I'm currently in the final stages of a new book 'Programming the ESP32' and while browsing the MicroPython documentation for the ESP32, I came across a section describing setting the output current of an ESP32 GPIO pin.
This implied that by including this in your code:
p6 = Pin(32, Pin.OUT, drive=Pin.DRIVE_3)
you could set the drive current of a GPIO pin to 40mA - perhaps enough to directly drive an 8Ω speaker to quite a high volume.
Or, by doing this:
p6 = Pin(32, Pin.OUT, drive=Pin.DRIVE_0)
you could limit the current to just 5mA and drive an LED directly without the need for a current limiting resistor.
Background
The GPIO (General Purpose Input Output) pins on a modern microcontroller are little marvels of configurability. In software, you can configure them in various ways:
- as an input or output
- if acting as an input enable pull-up or pull-down resistors to bias the input high or low respectively
- route a pin to an ADC (analog to digital converter) to act as an analog input and measure voltage
- route a pin to a capacitative touch detector
- route pins to special bus interfaces I2C, SPI and UART
When acting as outputs, GPIO pins have what are called complimentary outputs. That is, current can flow from the pin through something (say an LED and resistor) to GND -- called 'sourcing' or, you can connect one end of the load to the +3.3V supply and 'sink' current through the GPIO pin.

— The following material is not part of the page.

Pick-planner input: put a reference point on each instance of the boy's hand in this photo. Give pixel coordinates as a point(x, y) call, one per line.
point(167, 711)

It looks like the ESP32 takes this a step further and allows you to set the maximum source or sink current for a GPIO pin in your code.
Goals of the experiment
Note that there is a big difference between good professional design practice and hobbyists messing around. A proper electronics engineer would never try to 'get away with things' in the way that I am here.

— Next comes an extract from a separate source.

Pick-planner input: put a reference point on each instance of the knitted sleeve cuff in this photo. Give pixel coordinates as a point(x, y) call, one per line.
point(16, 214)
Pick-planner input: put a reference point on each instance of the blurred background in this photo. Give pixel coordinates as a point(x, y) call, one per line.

So, anyway, here's what I hoped to find out, using a low-cost ESP32 Lite board. After all there's a good chance this testing will end in the destruction of the board, so it might as well be a cheap one.

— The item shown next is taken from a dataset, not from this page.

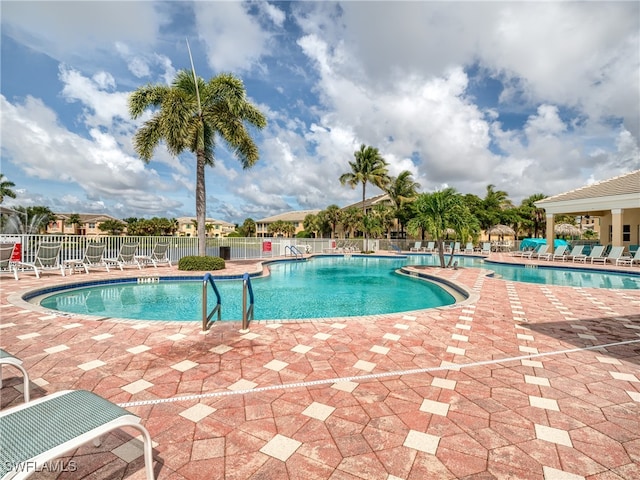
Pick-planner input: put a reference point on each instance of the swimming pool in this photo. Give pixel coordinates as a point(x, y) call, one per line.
point(571, 276)
point(333, 286)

- Do these drive current settings actually control the DC current limiting of the GPIO pins?
- Does this current limiting also amount to short-circuit protection for GPIO pins?
- How much current can I draw from an ESP32's GPIO pins before I kill it?
- Can I use an LED without a current limiting resistor?
Method
Rather than jump straight to potentially destructive short-circuit testing. I began with the setup below, using a 100Ω resistor load to provide current limiting to I=V/R = 3.3/100 = 33mA.
With the DMM set to a current range, the resistance across its leads will be close enough to 0Ω to ignore in these tests. From the
MicroPython documentation here are the different drive currents. Our 100Ω resistor won't allow us to go to the maximum 40mA, but we can at least get an initial view of any current limitting.
Pin.DRIVE_0
: 5mA / 130 ohm
Pin.DRIVE_1
: 10mA / 60 ohm
Pin.DRIVE_2
: 20mA / 30 ohm (default strength if not configured)
Pin.DRIVE_3
: 40mA / 15 ohm
Results
GPIO 32 |
| 100Ω resistor load |
|
|
|
Setting in Code | Nominal current (mA) | Measured Current (mA) |
Pin.DRIVE_0 | 5 | 10.5 |
Pin.DRIVE_1 | 10 | 18.3 |
Pin.DRIVE_2 | 20 | 24.4 |
Pin.DRIVE_3 | 40 | 28 |
So, the current is about twice what was expected - at this point, I thought I might have an 'out-by-1' problem with my code (see the end of this post) but the code looks ok.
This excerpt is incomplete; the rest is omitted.